What conclusions could be drawn from the study? Moderate-to-high intensity aerobic and resistance training, under the supervision of a physiotherapist who is using a person-centred approach, may complement the treatment of RA in older persons with a low to moderate disease activity.

The physiotherapists that were active in the study, had they been trained in person-centred care? The physiotherapists who were leading the intervention participated in literature studies and received onsite training in person-centredness by experienced colleagues from GPCC.

Could you describe some examples of ”a physiotherapist’s supervision according to a person-centred approach” compared to the exercise regime of the persons in the control group? For both groups, the intervention was initiated with an individual person-centred dialogue. The focus of these meetings was the person’s narrative, to establish a partnership, set up goals and to document. In addition, the exercise instruction was person-centred in the sense that it was designed based on the person’s previous experience. The main difference between the groups regarding the person-centredness was that the control-group only had one meeting with the physiotherapist whilst the intervention group met with the physiotherapist up to 40 times during the intervention. The latter resulted in more favourable conditions for the physiotherapist when it came to establishing a deeper relationship with the person, making it easier to follow his/her development and giving him/her more space.

Which other aspects of the exercise programme with person-centred guidance had an effect? The measured differences in this study, concerning above all the physical function is most probably due to the difference in intensity and duration of the exercise that existed between the groups. We believe that the person-centred design of the exercise was a strong contributor towards making the exercise doable despite age and chronic illness.

Is it rare that older persons with RA exercise at the same intensity as the intervention group (moderate-to-high intensity), something that is normally recommended for healthy persons? If yes, why? From a historical perspective, persons with RA have been told to refrain from exercising due to the fear for joint problems.
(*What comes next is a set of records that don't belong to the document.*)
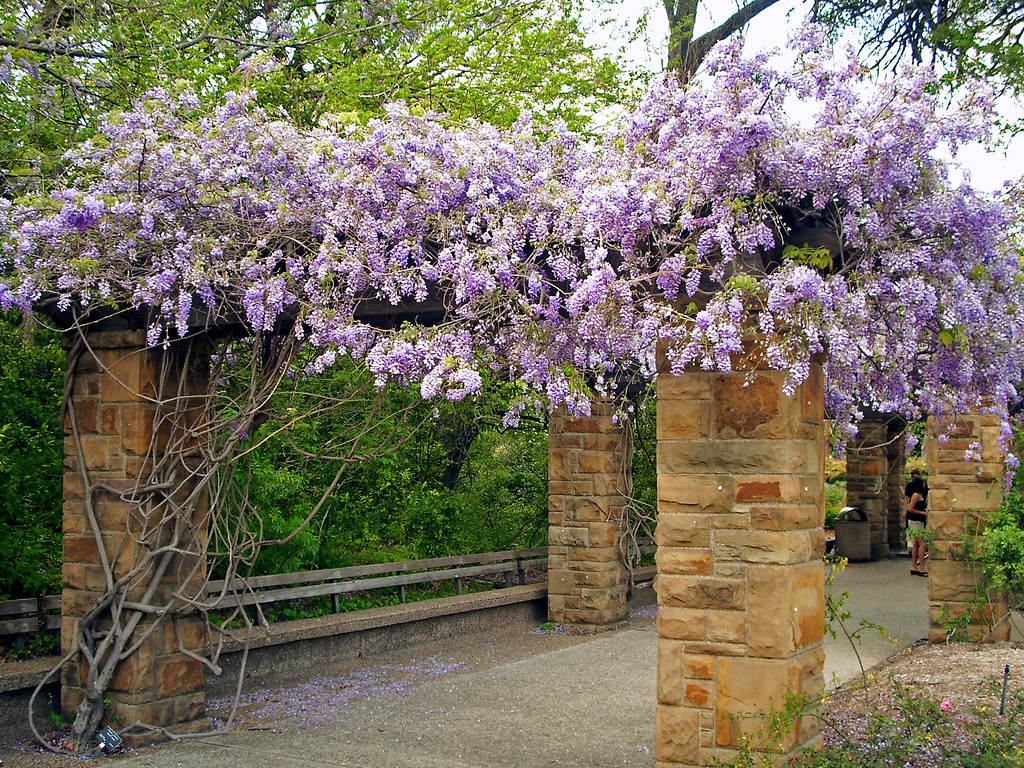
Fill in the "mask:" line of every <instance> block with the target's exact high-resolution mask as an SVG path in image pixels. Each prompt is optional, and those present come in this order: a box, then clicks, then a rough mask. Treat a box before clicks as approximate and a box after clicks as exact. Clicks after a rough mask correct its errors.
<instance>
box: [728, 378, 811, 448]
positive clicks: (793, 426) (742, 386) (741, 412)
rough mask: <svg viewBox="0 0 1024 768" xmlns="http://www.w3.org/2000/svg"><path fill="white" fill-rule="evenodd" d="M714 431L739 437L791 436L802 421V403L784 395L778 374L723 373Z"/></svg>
mask: <svg viewBox="0 0 1024 768" xmlns="http://www.w3.org/2000/svg"><path fill="white" fill-rule="evenodd" d="M713 389H714V395H713V398H714V403H715V416H714V420H715V423H714V434H715V435H716V436H717V437H719V438H722V439H731V438H735V437H790V436H792V434H793V432H794V430H795V429H796V427H797V422H798V420H799V403H797V402H796V401H794V400H792V399H791V398H790V397H785V396H783V395H782V382H781V380H780V379H779V377H778V376H777V375H776V374H774V373H758V374H756V375H754V376H753V377H749V376H746V375H742V374H719V375H717V376H716V377H715V382H714V384H713Z"/></svg>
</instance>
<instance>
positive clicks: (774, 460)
mask: <svg viewBox="0 0 1024 768" xmlns="http://www.w3.org/2000/svg"><path fill="white" fill-rule="evenodd" d="M780 443H783V444H780ZM821 461H823V458H822V453H821V447H820V446H818V445H817V443H816V442H811V441H807V440H804V441H793V440H785V441H782V440H771V439H767V440H766V439H756V438H752V439H736V440H710V441H694V440H675V441H672V442H660V443H658V446H657V471H658V474H669V475H673V474H677V475H678V474H691V473H696V474H708V473H710V472H721V473H722V474H725V475H729V474H740V475H742V474H764V473H766V472H770V473H780V474H807V473H808V472H810V471H812V470H813V469H814V468H816V467H818V466H820V463H821Z"/></svg>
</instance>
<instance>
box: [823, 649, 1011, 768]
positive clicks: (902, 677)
mask: <svg viewBox="0 0 1024 768" xmlns="http://www.w3.org/2000/svg"><path fill="white" fill-rule="evenodd" d="M1008 666H1009V668H1010V674H1009V678H1008V684H1007V690H1008V696H1009V695H1010V693H1011V692H1016V693H1017V694H1018V695H1021V694H1024V644H1021V643H997V644H986V645H973V644H968V643H950V644H947V645H927V644H919V645H914V646H911V647H909V648H906V649H905V650H903V651H901V652H900V653H897V654H896V655H894V656H892V657H891V658H890V659H888V660H887V662H885V663H883V664H881V665H879V666H877V667H874V668H872V669H871V670H869V671H868V672H867V675H866V685H864V684H863V681H852V682H850V683H847V684H846V685H845V686H842V687H840V688H838V689H836V690H835V691H833V692H831V693H830V694H829V696H828V698H827V700H826V702H825V703H824V706H823V707H822V710H821V714H822V715H823V716H824V718H826V720H827V722H828V723H831V724H833V726H834V727H831V728H829V727H825V728H824V736H825V743H835V742H837V741H838V740H839V739H840V738H844V737H845V738H854V739H855V738H857V737H858V736H860V735H862V734H863V733H865V731H866V730H867V727H868V720H867V718H866V717H865V712H867V711H869V710H871V711H876V712H879V713H882V714H890V715H892V714H896V706H895V703H894V701H895V699H896V695H895V690H896V688H897V687H902V688H903V689H905V690H906V691H907V692H912V693H916V692H921V693H924V694H925V695H927V696H928V697H929V698H931V699H932V700H935V701H943V709H945V708H948V712H949V713H950V714H951V716H952V719H951V725H950V726H949V727H948V728H945V729H944V730H943V731H942V733H940V734H935V736H934V737H935V738H936V740H937V741H939V740H941V741H942V742H943V743H945V744H953V745H955V744H959V745H964V744H966V743H967V740H968V739H967V736H966V732H965V727H966V726H967V725H968V724H969V723H971V722H973V721H974V720H975V719H976V717H977V716H976V714H975V713H976V712H977V711H978V710H979V709H982V708H984V709H985V711H986V712H987V717H993V718H994V717H998V715H997V713H998V711H999V702H1000V697H1001V685H1002V680H1004V671H1005V670H1006V668H1007V667H1008ZM1022 738H1024V734H1022ZM922 765H926V766H932V765H934V763H932V762H929V761H928V760H925V762H924V763H922Z"/></svg>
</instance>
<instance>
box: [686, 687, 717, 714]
mask: <svg viewBox="0 0 1024 768" xmlns="http://www.w3.org/2000/svg"><path fill="white" fill-rule="evenodd" d="M683 700H684V701H685V702H686V703H687V705H689V706H690V707H700V708H710V707H713V706H714V702H715V699H714V688H713V687H712V685H711V684H709V683H693V682H688V683H686V689H685V692H684V694H683Z"/></svg>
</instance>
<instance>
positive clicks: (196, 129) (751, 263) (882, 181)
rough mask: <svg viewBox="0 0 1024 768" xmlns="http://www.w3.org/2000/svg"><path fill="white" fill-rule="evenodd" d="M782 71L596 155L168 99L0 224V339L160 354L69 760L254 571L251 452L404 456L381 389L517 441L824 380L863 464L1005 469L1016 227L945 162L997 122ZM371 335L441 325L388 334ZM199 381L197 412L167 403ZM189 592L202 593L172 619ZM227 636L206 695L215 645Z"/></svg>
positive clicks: (1012, 323)
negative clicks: (703, 382) (676, 379)
mask: <svg viewBox="0 0 1024 768" xmlns="http://www.w3.org/2000/svg"><path fill="white" fill-rule="evenodd" d="M792 45H793V47H794V50H795V58H793V62H792V63H788V65H781V63H779V62H778V60H776V58H775V57H772V56H769V55H766V54H762V55H757V56H755V57H745V56H744V55H743V53H742V41H741V40H740V39H735V40H731V41H728V42H726V43H723V44H720V45H719V46H718V47H716V48H715V49H714V51H713V52H712V53H711V55H710V56H709V58H708V60H707V62H706V66H705V71H703V72H702V74H701V75H700V76H699V77H697V78H696V79H695V80H694V81H693V82H691V83H690V84H688V85H686V86H684V87H681V86H679V85H677V84H676V83H675V82H674V81H673V80H671V79H667V80H665V81H663V82H660V83H659V84H657V85H656V86H655V87H654V88H653V89H652V90H651V92H650V93H649V94H648V95H647V97H646V98H645V100H644V101H643V102H642V103H641V104H640V105H639V106H638V108H637V109H636V110H635V111H634V112H633V113H631V114H630V115H628V116H627V117H626V118H625V119H624V120H622V121H621V122H620V123H618V124H617V125H616V126H615V127H614V128H612V129H610V130H609V131H608V132H607V134H606V135H605V136H604V138H603V141H602V142H600V143H599V144H597V145H594V144H591V143H588V142H586V141H584V140H583V139H582V138H580V137H579V136H577V135H574V134H573V133H571V132H570V131H568V130H567V129H565V128H564V127H560V126H558V125H553V126H547V125H539V124H535V123H534V122H532V121H531V119H530V117H529V116H528V115H524V116H522V117H521V118H520V120H519V121H518V122H517V123H516V124H515V125H514V126H513V127H511V128H509V129H498V128H495V127H492V126H488V125H484V124H478V123H463V124H457V123H454V122H451V121H449V120H446V119H445V118H444V117H443V116H439V115H413V114H411V113H410V112H408V111H406V110H404V109H403V108H402V106H401V105H394V106H392V108H391V109H390V112H389V113H388V115H387V117H386V118H385V119H382V120H375V121H371V122H370V123H369V124H368V125H366V126H350V127H348V128H345V129H344V130H342V131H341V132H336V131H329V130H316V129H311V130H306V129H300V128H297V127H296V126H295V125H293V124H291V123H289V122H286V121H283V120H279V119H274V118H273V117H270V116H268V115H266V114H264V113H263V112H262V111H260V110H259V109H258V108H256V106H255V105H254V104H253V102H252V99H251V97H250V95H249V94H247V93H245V92H239V93H233V94H230V95H228V96H227V97H226V98H225V99H224V100H222V101H219V102H217V103H203V102H201V101H200V100H199V99H198V98H197V97H196V96H194V95H193V94H191V93H189V92H187V91H184V90H181V91H175V90H173V89H168V90H156V91H152V92H150V93H148V94H147V95H146V96H145V97H143V98H141V99H139V100H138V101H137V102H136V103H135V105H134V108H133V109H132V110H130V111H128V112H124V113H120V114H115V115H111V116H109V117H108V118H106V119H105V121H104V122H103V124H102V127H101V130H100V131H99V132H98V134H97V135H96V136H95V137H94V138H93V139H91V140H90V141H88V142H86V143H84V144H82V145H80V146H78V147H77V148H75V150H74V151H73V152H72V153H71V154H70V155H69V157H68V162H69V166H70V167H69V170H68V171H67V175H66V177H65V178H63V179H62V181H61V184H60V185H59V186H58V188H56V189H55V190H53V191H51V193H49V194H47V195H45V196H39V197H32V198H27V199H22V200H18V201H16V202H10V201H2V200H0V307H3V308H4V309H8V308H12V307H16V308H19V309H22V310H23V311H26V312H36V313H37V314H38V315H41V316H48V317H50V318H52V319H53V322H55V323H59V324H60V327H61V328H62V329H63V330H65V332H66V334H67V338H68V339H70V343H71V344H72V354H74V355H89V354H92V353H93V351H92V350H91V349H90V346H89V343H88V340H89V336H88V333H89V331H90V328H91V327H92V326H93V325H94V324H96V323H98V322H100V321H103V322H106V321H109V318H111V317H112V316H119V315H123V316H124V317H125V322H126V323H128V322H129V321H130V322H131V323H135V324H136V325H138V327H139V328H142V329H144V330H145V332H146V342H147V344H148V345H150V346H152V347H154V348H156V349H161V350H165V354H164V356H163V357H162V359H163V360H165V364H164V365H165V370H163V371H161V372H160V373H159V375H158V377H157V381H158V382H159V385H158V386H157V387H156V391H154V392H152V393H150V394H148V395H147V396H148V397H150V400H151V402H152V403H154V408H155V409H156V414H157V415H156V417H155V418H156V419H157V422H158V428H156V429H155V430H154V431H155V433H163V434H166V435H171V437H169V438H167V439H161V440H158V439H157V438H156V437H155V438H154V442H153V446H152V450H151V452H150V454H148V461H150V464H148V466H147V470H146V472H145V473H144V475H145V478H144V480H143V479H140V480H139V481H138V482H137V483H136V484H135V485H134V486H133V487H131V488H128V489H124V488H119V489H117V493H118V494H120V495H121V497H122V499H123V501H124V502H126V503H128V504H129V505H130V507H131V512H130V514H129V515H128V523H127V526H126V530H125V537H133V538H134V539H135V540H136V541H146V542H147V548H146V549H145V554H144V555H140V556H137V557H136V558H135V560H134V561H133V562H132V563H131V566H130V568H129V569H128V570H127V571H126V572H123V573H116V572H115V570H114V568H113V566H112V565H108V567H106V579H105V587H104V589H103V590H102V592H103V594H102V598H101V599H100V600H99V601H98V602H97V603H96V604H95V605H94V606H93V608H92V609H91V610H89V611H88V612H87V613H86V615H85V616H84V617H83V618H82V620H81V621H80V622H79V625H78V634H77V638H76V640H75V642H74V643H73V648H72V650H71V651H70V653H69V655H68V657H67V658H66V660H68V662H71V660H75V659H78V658H83V659H85V660H87V662H88V663H89V665H90V667H91V670H90V675H89V679H88V681H87V684H86V688H85V691H84V696H83V698H82V703H81V705H80V708H79V712H78V718H77V720H76V723H75V726H74V730H75V734H76V739H77V745H78V748H79V749H80V750H82V749H85V746H86V744H87V743H88V740H89V738H90V736H91V734H92V732H93V730H94V729H95V727H96V724H97V723H98V722H100V719H101V716H102V713H103V708H104V703H103V698H104V696H103V690H104V688H105V685H106V684H108V683H109V681H110V678H111V676H112V675H113V673H114V670H115V667H116V665H117V664H118V663H119V662H121V660H122V659H124V658H126V657H128V656H129V655H130V654H131V653H132V652H133V650H134V648H135V647H137V645H138V643H139V633H140V632H146V631H152V628H153V627H154V626H156V625H157V624H159V623H160V622H174V621H178V620H180V618H181V617H184V616H201V617H203V616H205V615H206V612H207V611H208V609H209V607H210V606H211V605H212V604H214V603H215V602H216V601H217V600H218V599H219V598H220V596H219V595H209V594H207V591H206V589H205V573H206V569H205V568H206V566H205V563H208V562H214V561H216V562H218V563H221V567H222V569H223V570H224V571H225V573H226V575H227V577H231V575H233V574H234V573H244V572H245V567H246V563H251V562H252V558H253V557H254V556H255V553H256V552H257V551H258V549H259V548H260V547H261V546H265V545H266V544H268V543H270V542H267V541H265V537H263V535H262V532H261V528H260V524H259V512H258V510H255V509H253V508H252V507H251V505H249V503H248V500H247V484H246V473H247V465H246V461H245V459H246V457H247V456H248V455H249V454H250V453H251V451H252V446H253V445H254V444H255V443H257V442H258V441H259V440H261V439H265V436H266V435H268V434H271V433H278V432H283V431H287V429H288V428H289V426H290V425H291V424H294V423H296V422H297V421H299V420H301V419H303V418H306V417H307V416H308V415H309V414H318V413H324V412H326V411H329V410H331V411H335V412H337V413H338V414H339V417H338V418H342V419H346V420H348V421H350V422H353V423H354V422H356V421H357V422H358V423H359V424H362V425H365V426H364V427H361V428H358V429H352V430H349V431H348V432H347V433H346V434H347V436H346V438H345V442H344V444H335V445H330V444H329V445H326V446H325V451H324V453H325V455H326V456H329V457H331V458H333V459H335V460H336V461H337V463H338V473H339V476H340V474H341V473H342V472H343V471H344V470H345V468H346V467H348V466H350V465H351V464H352V463H353V462H356V461H359V460H360V458H364V457H366V456H368V455H371V454H377V455H379V454H380V453H381V452H384V451H387V450H391V449H392V447H393V445H394V444H395V438H393V437H392V436H391V435H390V434H388V433H386V430H384V428H383V427H382V423H383V422H384V421H385V418H386V417H387V418H394V415H392V414H385V413H381V412H380V411H379V408H380V402H381V400H379V399H377V392H379V388H380V387H381V386H383V385H384V384H385V383H389V382H396V383H400V384H402V385H406V386H408V387H412V388H418V390H419V393H420V394H422V396H423V397H424V398H449V399H451V400H459V399H462V398H466V397H473V396H475V395H477V393H478V392H479V391H480V388H481V386H482V382H483V381H484V379H485V378H486V376H484V375H481V372H484V373H486V374H487V375H495V376H497V377H500V378H504V379H509V380H512V381H515V382H518V385H519V387H520V389H519V392H520V396H519V398H518V399H516V400H515V401H514V402H513V404H512V407H511V408H510V410H509V412H508V414H507V415H506V417H505V418H506V422H507V423H508V424H514V423H515V422H516V420H517V419H518V418H519V417H520V415H521V414H522V413H523V412H524V411H526V410H530V409H544V408H553V407H557V406H564V407H566V408H567V409H568V410H569V411H570V412H572V413H574V414H585V413H587V412H588V409H589V403H590V401H591V398H593V397H595V396H610V397H614V396H615V395H616V392H618V391H620V390H621V389H622V387H623V383H624V381H625V380H626V379H627V378H628V377H647V378H649V377H653V376H654V374H655V371H656V369H657V368H658V366H659V365H663V366H664V369H663V370H671V371H672V372H673V373H682V372H684V371H685V370H687V369H688V368H692V367H699V368H702V369H720V370H729V369H730V368H732V367H734V366H735V365H736V362H737V359H738V357H742V356H744V355H756V356H758V357H760V358H761V360H762V361H764V362H767V364H768V365H770V366H771V367H773V368H775V369H779V370H785V371H787V372H788V377H790V378H788V381H790V383H791V385H792V386H796V385H798V384H799V383H800V382H802V381H803V379H804V378H805V377H806V376H807V374H808V371H809V365H810V360H811V359H812V358H814V357H816V356H822V357H823V358H824V359H825V365H826V374H827V391H826V395H825V396H826V407H827V409H828V412H829V415H830V417H831V418H833V419H834V420H835V422H836V424H837V425H838V426H839V428H840V430H841V431H842V432H844V433H845V434H847V435H849V434H852V432H853V430H854V429H855V424H856V422H857V419H858V418H859V417H860V411H859V409H864V408H869V409H871V410H874V411H880V412H889V413H899V414H902V415H904V416H905V417H907V418H908V419H916V418H920V417H921V416H922V415H923V414H929V415H933V416H938V417H942V416H949V415H952V414H955V413H958V412H964V411H968V410H978V409H984V410H987V411H989V412H991V413H994V414H997V415H999V416H1000V417H1002V420H1004V425H1005V436H1006V437H1009V436H1010V434H1011V429H1012V424H1011V420H1010V417H1009V415H1008V414H1009V411H1010V408H1011V407H1012V406H1013V404H1014V403H1015V402H1016V400H1017V396H1018V395H1017V391H1016V389H1015V384H1016V382H1018V381H1020V379H1021V371H1022V361H1024V360H1022V354H1024V351H1022V350H1024V344H1022V343H1021V341H1022V338H1024V321H1022V316H1021V307H1022V306H1024V301H1022V298H1024V297H1022V275H1021V269H1020V264H1019V257H1018V251H1017V243H1016V241H1015V239H1014V236H1015V234H1016V222H1017V221H1018V220H1019V219H1018V216H1019V211H1018V210H1017V209H1015V208H1014V207H1013V200H1012V197H1013V196H1009V195H1008V196H1006V197H1000V198H992V197H987V196H983V195H980V194H977V193H975V191H974V190H972V189H971V188H970V187H969V186H967V185H957V184H954V183H952V182H951V181H950V175H949V174H950V169H949V168H948V166H947V164H946V163H945V162H943V161H941V160H939V159H937V153H938V152H939V151H940V150H942V148H943V147H948V148H949V150H951V151H952V153H953V154H955V151H956V148H957V146H959V145H961V144H962V143H964V142H967V141H976V140H982V141H984V140H986V138H988V137H989V131H990V130H991V123H992V116H993V113H992V104H991V100H990V94H989V93H987V91H986V89H985V87H984V85H983V84H981V83H977V84H975V86H974V87H973V88H970V87H969V88H966V89H964V90H963V91H962V93H963V94H965V95H963V97H962V98H961V100H959V101H958V102H955V103H951V104H950V103H948V102H946V101H944V100H943V99H941V98H940V97H939V96H938V95H936V93H937V89H936V87H935V80H934V76H933V74H932V73H931V72H929V71H928V70H926V69H913V68H909V69H905V70H903V71H901V72H900V73H899V75H897V76H894V77H892V78H891V79H889V80H887V81H885V82H880V83H877V82H870V83H869V82H868V81H867V74H866V71H865V70H864V69H863V68H862V67H861V66H860V65H859V63H858V62H857V60H856V57H855V56H854V55H852V54H851V53H850V52H845V53H843V54H842V55H839V56H834V54H833V51H831V50H829V49H828V48H827V47H826V46H825V45H824V43H823V36H822V35H821V33H820V32H819V31H818V30H816V29H815V28H813V27H806V28H805V29H804V30H803V31H802V32H801V33H800V34H799V35H798V37H797V38H796V39H795V40H794V41H793V43H792ZM797 104H799V105H800V108H799V109H796V105H797ZM794 114H801V115H803V116H804V117H802V118H801V119H800V120H796V119H794V118H793V117H791V116H792V115H794ZM372 302H375V303H376V304H377V305H380V304H381V303H383V304H385V305H387V306H390V305H395V306H399V305H400V306H404V307H414V308H415V307H416V306H420V305H426V304H428V303H430V302H433V303H434V304H436V305H439V306H442V307H443V316H442V317H441V318H439V319H438V321H437V322H431V323H429V324H427V323H417V322H415V321H414V322H407V323H403V324H400V325H397V326H395V325H391V326H388V325H387V324H379V323H371V322H367V321H366V319H365V318H364V315H362V314H360V312H362V310H364V309H365V308H366V307H367V306H368V305H369V304H370V303H372ZM655 350H659V351H658V354H660V355H663V357H662V360H663V361H662V362H659V361H658V359H656V357H655ZM201 358H202V359H203V360H206V362H204V364H203V365H204V366H207V368H208V370H207V368H204V369H203V375H202V376H198V377H194V380H193V383H191V384H190V385H189V386H187V387H186V386H183V385H182V380H181V378H180V377H179V376H178V375H177V374H176V373H175V372H180V371H184V370H188V369H189V366H191V367H193V368H195V365H194V360H199V359H201ZM338 367H348V368H350V369H351V370H353V371H358V372H360V374H359V375H358V376H356V377H353V379H352V380H353V381H355V382H357V384H356V385H352V386H351V388H350V389H349V390H348V391H345V392H343V393H339V395H338V397H337V398H336V399H333V400H330V401H328V400H327V399H326V398H325V397H323V395H322V394H314V393H312V392H311V390H310V391H307V389H309V388H307V387H305V386H304V382H306V381H308V378H309V377H313V376H321V375H324V374H325V373H328V374H329V373H330V372H331V371H332V370H334V369H336V368H338ZM70 368H72V367H70ZM317 391H319V390H317ZM69 417H70V419H69V420H70V423H71V425H72V430H73V433H74V430H75V426H74V425H75V423H76V422H75V419H76V415H75V413H74V410H72V411H71V413H70V414H69ZM160 425H166V429H161V428H160ZM352 435H355V437H352ZM1008 464H1009V465H1010V466H1011V467H1014V466H1016V465H1017V460H1016V458H1015V457H1013V456H1009V458H1008ZM82 471H83V472H84V481H85V484H86V486H87V488H88V489H89V494H94V493H100V492H101V490H103V488H102V487H100V486H101V483H99V482H98V481H97V480H95V478H93V477H90V476H89V473H88V472H87V471H86V470H84V469H83V470H82ZM106 490H111V489H106ZM112 493H113V492H112ZM89 494H87V498H88V495H89ZM87 512H88V510H87ZM315 516H316V510H313V512H312V513H311V514H310V517H309V519H307V521H306V522H307V523H310V522H312V521H313V520H315ZM92 522H93V524H95V521H94V520H93V521H92ZM208 524H209V529H210V530H213V531H218V532H217V534H216V535H213V536H210V537H206V536H203V535H202V531H203V530H205V529H206V525H208ZM97 536H98V534H97ZM100 550H102V548H100ZM171 567H173V568H178V569H179V570H181V571H182V572H181V573H180V579H181V580H182V581H181V582H180V583H182V584H188V585H189V588H188V589H181V590H177V591H175V592H174V593H173V594H171V595H165V596H163V597H160V596H161V595H162V594H163V593H162V592H161V591H160V590H159V589H158V586H159V584H160V583H161V581H162V580H163V579H164V578H165V575H166V573H167V569H168V568H171ZM158 598H159V599H158ZM240 614H241V615H244V613H240ZM244 621H246V622H248V618H247V617H246V618H245V620H244ZM209 631H210V633H211V638H212V639H211V642H210V643H209V650H210V653H209V654H208V655H207V656H204V658H205V663H206V664H208V665H209V666H210V667H211V669H213V670H214V671H217V670H218V669H219V668H218V667H217V653H216V649H217V648H218V647H219V645H218V641H217V638H219V637H220V636H221V633H224V632H228V631H227V630H220V629H219V628H218V627H215V626H212V627H210V629H209ZM144 725H145V724H137V727H144Z"/></svg>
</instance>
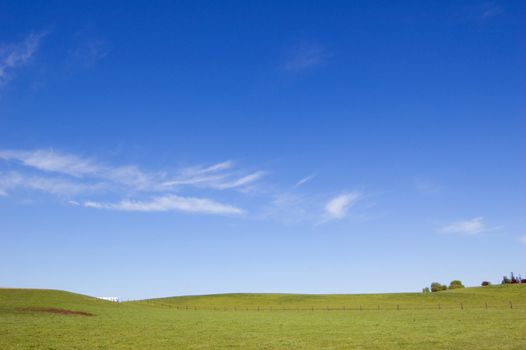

For the past decades, there has been more and more evidence that exercising is good for this patient group, unlike previous assumptions. However, the group with RA had not been studied previously and there has been some caution in recommending exercise to older persons with RA. Hence, health care professionals have rarely allowed older persons to perform this type of intensive and strenuous exercise.

Is this exercise programme with person-centred guidance utilised in any way; has it been made available for RA-patients? Are physiotherapists being trained in this programme and are they offering it? If not, is it on the agenda? The observations and results from this study have been presented at international conferences and for physiotherapists in rheumatology in the region of Västra Götaland.

What is your current research about? I am currently involved in a qualitative follow-up study where the intervention group participants are being interviewed about their participation in the person-centred intervention and their experiences of continuing to exercise afterwards. The effects of exercise on fatigue and depression is studied in a parallel study.